Download or read book The Sonnet written by Stephen Regan and published by Oxford University Press. This book was released on 2019-02-28 with total page 464 pages. Available in PDF, EPUB and Kindle. Book excerpt: The Sonnet provides a comprehensive study of one of the oldest and most popular forms of poetry, widely used by Shakespeare, Milton, and Wordsworth, and still used centuries later by poets such as Seamus Heaney, Tony Harrison, and Carol Ann Duffy. This book traces the development of the sonnet from its origins in medieval Italy to its widespread acceptance in modern Britain, Ireland, and America. It shows how the sonnet emerges from the aristocratic courtly centres of Renaissance Europe and gradually becomes the chosen form of radical political poets such as Milton. The book draws on detailed critical analysis of some of the best-known sonnets written in English to explain how the sonnet functions as a poetic form, and it argues that the flexibility and versatility of the sonnet have given it a special place in literary history and tradition.

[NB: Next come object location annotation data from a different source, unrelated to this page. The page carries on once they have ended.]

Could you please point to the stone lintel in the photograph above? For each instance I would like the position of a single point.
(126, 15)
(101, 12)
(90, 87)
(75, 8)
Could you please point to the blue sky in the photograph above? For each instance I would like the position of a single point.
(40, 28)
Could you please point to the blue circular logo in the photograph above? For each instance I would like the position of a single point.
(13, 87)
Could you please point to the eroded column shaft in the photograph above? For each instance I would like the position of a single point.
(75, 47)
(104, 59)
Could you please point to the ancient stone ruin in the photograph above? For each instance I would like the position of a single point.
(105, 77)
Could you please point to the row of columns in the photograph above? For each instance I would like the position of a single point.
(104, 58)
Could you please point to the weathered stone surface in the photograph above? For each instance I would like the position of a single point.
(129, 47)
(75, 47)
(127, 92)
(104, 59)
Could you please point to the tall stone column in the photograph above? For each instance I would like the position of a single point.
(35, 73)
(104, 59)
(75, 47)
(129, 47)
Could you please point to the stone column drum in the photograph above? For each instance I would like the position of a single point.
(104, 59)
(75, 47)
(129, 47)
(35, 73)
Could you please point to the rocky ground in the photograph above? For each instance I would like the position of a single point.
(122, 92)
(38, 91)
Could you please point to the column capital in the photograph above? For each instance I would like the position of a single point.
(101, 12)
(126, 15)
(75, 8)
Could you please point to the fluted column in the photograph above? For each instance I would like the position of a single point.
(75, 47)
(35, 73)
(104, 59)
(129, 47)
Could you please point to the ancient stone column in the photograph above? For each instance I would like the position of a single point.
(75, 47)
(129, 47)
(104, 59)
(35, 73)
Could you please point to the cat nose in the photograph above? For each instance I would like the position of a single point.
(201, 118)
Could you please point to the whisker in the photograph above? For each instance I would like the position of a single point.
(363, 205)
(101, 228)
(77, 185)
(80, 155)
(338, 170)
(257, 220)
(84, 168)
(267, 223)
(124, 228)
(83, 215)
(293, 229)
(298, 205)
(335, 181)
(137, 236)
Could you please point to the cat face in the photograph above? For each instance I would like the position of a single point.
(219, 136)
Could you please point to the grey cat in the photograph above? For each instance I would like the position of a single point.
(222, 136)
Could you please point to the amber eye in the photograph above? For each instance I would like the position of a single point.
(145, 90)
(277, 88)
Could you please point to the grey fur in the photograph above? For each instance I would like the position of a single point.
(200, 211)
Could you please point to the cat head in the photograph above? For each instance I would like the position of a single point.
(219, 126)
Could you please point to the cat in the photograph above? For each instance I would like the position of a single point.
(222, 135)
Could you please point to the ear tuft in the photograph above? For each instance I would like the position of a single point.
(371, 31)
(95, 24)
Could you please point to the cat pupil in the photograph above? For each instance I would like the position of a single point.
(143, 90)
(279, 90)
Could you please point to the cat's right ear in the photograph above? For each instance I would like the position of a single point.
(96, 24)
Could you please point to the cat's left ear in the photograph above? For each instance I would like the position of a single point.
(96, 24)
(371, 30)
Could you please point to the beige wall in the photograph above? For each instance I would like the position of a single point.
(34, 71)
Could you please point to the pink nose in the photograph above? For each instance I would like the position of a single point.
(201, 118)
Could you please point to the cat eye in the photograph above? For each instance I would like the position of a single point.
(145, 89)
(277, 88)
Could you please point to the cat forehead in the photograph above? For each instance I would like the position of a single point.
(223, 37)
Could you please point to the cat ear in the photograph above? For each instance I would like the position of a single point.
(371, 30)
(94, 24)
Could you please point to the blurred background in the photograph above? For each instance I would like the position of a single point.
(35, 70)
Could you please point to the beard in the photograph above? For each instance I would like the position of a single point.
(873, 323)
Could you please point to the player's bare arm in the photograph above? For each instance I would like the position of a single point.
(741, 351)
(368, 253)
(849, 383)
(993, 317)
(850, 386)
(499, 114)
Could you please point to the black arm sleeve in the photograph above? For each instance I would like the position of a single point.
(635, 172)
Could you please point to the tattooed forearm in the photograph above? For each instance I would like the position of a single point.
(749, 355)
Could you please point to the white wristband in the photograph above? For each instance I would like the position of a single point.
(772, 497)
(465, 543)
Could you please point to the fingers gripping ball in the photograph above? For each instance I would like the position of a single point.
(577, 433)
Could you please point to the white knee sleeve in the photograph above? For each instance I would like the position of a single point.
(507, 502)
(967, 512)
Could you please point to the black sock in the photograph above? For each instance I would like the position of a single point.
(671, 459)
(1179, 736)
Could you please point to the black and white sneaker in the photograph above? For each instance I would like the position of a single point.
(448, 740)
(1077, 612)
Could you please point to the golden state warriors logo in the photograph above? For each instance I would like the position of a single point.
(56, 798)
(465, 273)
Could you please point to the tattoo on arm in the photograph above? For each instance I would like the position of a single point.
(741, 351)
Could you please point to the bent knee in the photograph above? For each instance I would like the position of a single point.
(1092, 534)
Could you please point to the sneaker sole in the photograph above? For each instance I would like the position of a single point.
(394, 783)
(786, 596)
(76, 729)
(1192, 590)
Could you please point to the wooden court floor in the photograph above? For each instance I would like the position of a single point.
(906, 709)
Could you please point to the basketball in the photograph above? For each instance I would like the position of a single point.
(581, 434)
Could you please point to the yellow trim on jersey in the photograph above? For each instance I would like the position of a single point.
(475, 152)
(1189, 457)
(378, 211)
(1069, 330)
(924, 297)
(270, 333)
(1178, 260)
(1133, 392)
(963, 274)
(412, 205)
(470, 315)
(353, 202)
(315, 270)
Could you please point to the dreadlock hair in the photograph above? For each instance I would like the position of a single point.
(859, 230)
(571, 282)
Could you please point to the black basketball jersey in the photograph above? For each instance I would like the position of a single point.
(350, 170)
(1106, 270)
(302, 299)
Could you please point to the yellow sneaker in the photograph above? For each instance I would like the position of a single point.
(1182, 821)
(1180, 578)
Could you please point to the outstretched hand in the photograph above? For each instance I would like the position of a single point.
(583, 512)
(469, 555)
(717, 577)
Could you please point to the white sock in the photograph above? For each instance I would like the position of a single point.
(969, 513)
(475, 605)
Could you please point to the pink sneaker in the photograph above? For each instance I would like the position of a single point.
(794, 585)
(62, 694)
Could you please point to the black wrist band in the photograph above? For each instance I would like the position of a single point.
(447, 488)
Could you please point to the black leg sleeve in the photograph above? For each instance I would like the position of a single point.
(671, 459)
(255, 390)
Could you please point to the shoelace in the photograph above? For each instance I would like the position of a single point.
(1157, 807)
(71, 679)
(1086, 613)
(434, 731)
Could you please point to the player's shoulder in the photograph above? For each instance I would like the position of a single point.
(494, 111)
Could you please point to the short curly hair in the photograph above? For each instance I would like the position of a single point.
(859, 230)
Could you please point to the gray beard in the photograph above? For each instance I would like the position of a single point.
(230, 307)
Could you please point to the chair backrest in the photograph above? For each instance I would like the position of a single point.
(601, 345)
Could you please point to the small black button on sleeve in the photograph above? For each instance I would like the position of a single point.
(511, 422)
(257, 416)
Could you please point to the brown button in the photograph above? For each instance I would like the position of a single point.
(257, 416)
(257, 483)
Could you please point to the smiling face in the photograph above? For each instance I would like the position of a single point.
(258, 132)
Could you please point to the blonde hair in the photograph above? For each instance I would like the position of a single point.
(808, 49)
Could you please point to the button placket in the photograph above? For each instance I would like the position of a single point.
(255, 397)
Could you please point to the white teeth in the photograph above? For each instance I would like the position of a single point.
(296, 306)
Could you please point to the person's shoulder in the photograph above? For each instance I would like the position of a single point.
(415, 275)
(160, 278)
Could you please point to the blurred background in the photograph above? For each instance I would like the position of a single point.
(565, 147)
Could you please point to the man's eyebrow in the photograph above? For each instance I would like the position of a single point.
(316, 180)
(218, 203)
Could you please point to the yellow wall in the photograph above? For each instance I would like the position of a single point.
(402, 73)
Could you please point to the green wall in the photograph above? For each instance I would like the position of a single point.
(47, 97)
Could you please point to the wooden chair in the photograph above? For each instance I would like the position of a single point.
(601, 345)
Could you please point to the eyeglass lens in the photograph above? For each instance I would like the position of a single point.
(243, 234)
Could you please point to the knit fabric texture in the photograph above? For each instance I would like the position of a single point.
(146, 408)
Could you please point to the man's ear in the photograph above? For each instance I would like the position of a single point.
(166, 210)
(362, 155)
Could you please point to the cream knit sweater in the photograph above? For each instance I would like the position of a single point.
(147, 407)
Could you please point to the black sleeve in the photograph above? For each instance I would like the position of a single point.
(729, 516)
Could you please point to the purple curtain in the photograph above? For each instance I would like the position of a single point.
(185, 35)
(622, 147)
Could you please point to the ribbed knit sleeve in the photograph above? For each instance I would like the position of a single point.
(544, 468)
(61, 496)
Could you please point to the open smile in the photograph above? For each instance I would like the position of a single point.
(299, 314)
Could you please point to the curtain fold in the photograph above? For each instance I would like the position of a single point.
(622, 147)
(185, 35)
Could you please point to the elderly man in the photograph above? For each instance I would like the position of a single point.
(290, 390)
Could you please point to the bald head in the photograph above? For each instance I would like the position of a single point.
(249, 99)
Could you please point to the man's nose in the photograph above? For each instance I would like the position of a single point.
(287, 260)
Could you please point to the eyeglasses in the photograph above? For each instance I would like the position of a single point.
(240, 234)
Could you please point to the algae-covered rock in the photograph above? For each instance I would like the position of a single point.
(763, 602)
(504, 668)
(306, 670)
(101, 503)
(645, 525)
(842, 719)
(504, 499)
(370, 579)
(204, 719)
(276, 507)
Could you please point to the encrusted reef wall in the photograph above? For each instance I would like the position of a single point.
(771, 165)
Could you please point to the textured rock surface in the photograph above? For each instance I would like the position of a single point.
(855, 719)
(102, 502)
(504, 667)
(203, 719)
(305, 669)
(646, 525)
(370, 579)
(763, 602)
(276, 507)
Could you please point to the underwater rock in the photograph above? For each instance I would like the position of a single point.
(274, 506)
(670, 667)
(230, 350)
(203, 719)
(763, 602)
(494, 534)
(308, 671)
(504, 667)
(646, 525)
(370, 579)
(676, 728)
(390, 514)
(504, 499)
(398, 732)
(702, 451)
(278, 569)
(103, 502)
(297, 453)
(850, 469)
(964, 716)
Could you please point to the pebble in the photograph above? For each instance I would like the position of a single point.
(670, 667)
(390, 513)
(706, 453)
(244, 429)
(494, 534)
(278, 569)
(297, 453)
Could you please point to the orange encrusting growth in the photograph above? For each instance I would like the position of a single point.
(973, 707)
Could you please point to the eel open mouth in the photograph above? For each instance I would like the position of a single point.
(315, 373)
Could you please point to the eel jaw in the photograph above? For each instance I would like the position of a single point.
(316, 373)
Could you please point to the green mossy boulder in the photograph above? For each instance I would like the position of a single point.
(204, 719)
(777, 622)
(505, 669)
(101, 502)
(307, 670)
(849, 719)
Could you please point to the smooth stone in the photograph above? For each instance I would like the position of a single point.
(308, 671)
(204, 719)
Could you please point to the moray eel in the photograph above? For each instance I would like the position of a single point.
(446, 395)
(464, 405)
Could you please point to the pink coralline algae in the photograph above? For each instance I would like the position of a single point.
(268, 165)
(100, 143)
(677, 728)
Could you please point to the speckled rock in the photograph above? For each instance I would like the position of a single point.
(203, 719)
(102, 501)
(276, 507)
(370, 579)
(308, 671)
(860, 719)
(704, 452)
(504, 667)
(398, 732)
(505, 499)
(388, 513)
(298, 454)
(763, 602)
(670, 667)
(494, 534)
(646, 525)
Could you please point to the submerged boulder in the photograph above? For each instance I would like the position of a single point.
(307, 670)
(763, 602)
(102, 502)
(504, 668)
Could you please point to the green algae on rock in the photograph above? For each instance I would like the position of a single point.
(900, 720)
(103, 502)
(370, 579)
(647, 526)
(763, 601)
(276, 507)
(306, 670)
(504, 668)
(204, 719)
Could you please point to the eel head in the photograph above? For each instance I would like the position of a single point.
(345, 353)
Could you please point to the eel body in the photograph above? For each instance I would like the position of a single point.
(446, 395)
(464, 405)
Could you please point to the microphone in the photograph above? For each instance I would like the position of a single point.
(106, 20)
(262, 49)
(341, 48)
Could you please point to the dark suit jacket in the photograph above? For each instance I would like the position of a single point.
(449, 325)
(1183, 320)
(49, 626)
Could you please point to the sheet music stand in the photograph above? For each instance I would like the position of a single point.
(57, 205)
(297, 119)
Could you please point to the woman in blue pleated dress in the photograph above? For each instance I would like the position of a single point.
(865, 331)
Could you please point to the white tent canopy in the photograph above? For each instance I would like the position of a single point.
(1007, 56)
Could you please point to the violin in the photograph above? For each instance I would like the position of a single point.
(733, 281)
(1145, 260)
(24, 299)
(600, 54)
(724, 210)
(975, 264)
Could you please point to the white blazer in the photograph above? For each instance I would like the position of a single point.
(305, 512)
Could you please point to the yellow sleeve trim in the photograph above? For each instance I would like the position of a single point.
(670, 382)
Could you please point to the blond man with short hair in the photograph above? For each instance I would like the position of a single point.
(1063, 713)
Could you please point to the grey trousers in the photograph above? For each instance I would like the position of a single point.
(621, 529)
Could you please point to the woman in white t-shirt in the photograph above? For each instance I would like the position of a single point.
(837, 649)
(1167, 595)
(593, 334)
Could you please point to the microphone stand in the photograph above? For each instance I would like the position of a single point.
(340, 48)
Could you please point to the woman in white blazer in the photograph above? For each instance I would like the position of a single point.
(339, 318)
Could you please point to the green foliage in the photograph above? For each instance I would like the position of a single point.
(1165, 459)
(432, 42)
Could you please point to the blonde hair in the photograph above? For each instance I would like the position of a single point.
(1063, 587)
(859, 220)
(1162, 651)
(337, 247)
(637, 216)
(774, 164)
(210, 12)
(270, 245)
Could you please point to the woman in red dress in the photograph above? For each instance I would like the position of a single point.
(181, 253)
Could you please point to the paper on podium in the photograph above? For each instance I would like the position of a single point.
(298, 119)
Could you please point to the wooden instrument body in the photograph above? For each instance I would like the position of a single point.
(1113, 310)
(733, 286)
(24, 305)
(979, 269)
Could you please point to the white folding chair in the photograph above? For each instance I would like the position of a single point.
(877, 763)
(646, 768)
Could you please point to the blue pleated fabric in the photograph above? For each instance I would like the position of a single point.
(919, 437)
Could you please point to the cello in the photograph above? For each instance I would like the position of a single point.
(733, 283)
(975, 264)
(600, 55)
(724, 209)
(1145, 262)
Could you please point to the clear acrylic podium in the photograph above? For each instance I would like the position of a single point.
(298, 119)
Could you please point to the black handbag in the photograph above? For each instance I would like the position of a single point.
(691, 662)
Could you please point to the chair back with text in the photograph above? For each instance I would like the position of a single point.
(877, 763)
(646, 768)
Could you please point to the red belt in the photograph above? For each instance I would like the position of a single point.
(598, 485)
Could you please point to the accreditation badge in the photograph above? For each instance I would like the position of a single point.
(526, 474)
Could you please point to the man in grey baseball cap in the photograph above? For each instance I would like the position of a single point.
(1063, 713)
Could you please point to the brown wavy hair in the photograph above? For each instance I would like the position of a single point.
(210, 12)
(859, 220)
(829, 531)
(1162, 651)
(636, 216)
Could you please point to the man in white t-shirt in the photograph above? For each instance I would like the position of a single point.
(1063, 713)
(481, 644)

Book Joseph Keene Chadwick

Download or read book Joseph Keene Chadwick written by John Rieder and published by University of Hawaii Press. This book was released on 2002-01-01 with total page 196 pages. Available in PDF, EPUB and Kindle. Book excerpt: Joseph Keene Chadwick taught at the University of Hawai'i until his untimely death at the age of thirty-seven in 1992. He was a gifted teacher and scholar of Irish literature. He was also an early advocate for gay studies and Pacific literature, and an accomplished translator. In addition to many published essays on these topics, he left an unfinished book manuscript on William Butler Yeats' theory of tragedy. This volume, which includes two chapters from his book on Yeats, presents Chadwick's early interventions into the areas of Irish and gay studies and translation alongside commisioned essays and work by contemporary scholars and writers, including Frank McGuinness, Witi Ihimaera, George Haggerty, and Elizabeth Butler Cullingford.

Book Irelands of the Mind

    Book Details:
  • Author : Richard C. Allen
  • Publisher : Cambridge Scholars Publishing
  • Release : 2009-01-14
  • ISBN : 1443804428
  • Pages : 235 pages

Download or read book Irelands of the Mind written by Richard C. Allen and published by Cambridge Scholars Publishing. This book was released on 2009-01-14 with total page 235 pages. Available in PDF, EPUB and Kindle. Book excerpt: Irelands of the Mind: Memory and Identity in Modern Irish Culture offers a compelling series of essays on changing images of Ireland from the mid-nineteenth century to the present. It seeks to understand the various ways in which Ireland has been thought about, not only in fiction, poetry and drama, but in travel writing and tourist brochures, nineteenth-century newspapers, radio talk shows, film adaptations of fictional works, and the music and songs of Van Morrison and Sinéad O’Connor. The prevailing theme throughout the twelve essays that constitute the book is the complicated sense of belonging that continues to characterise so much of modern Irish culture. Questions of nationhood and national identity are given a new and invigorated treatment in the context of a rapidly changing Ireland and a changing set of intellectual methods and approaches.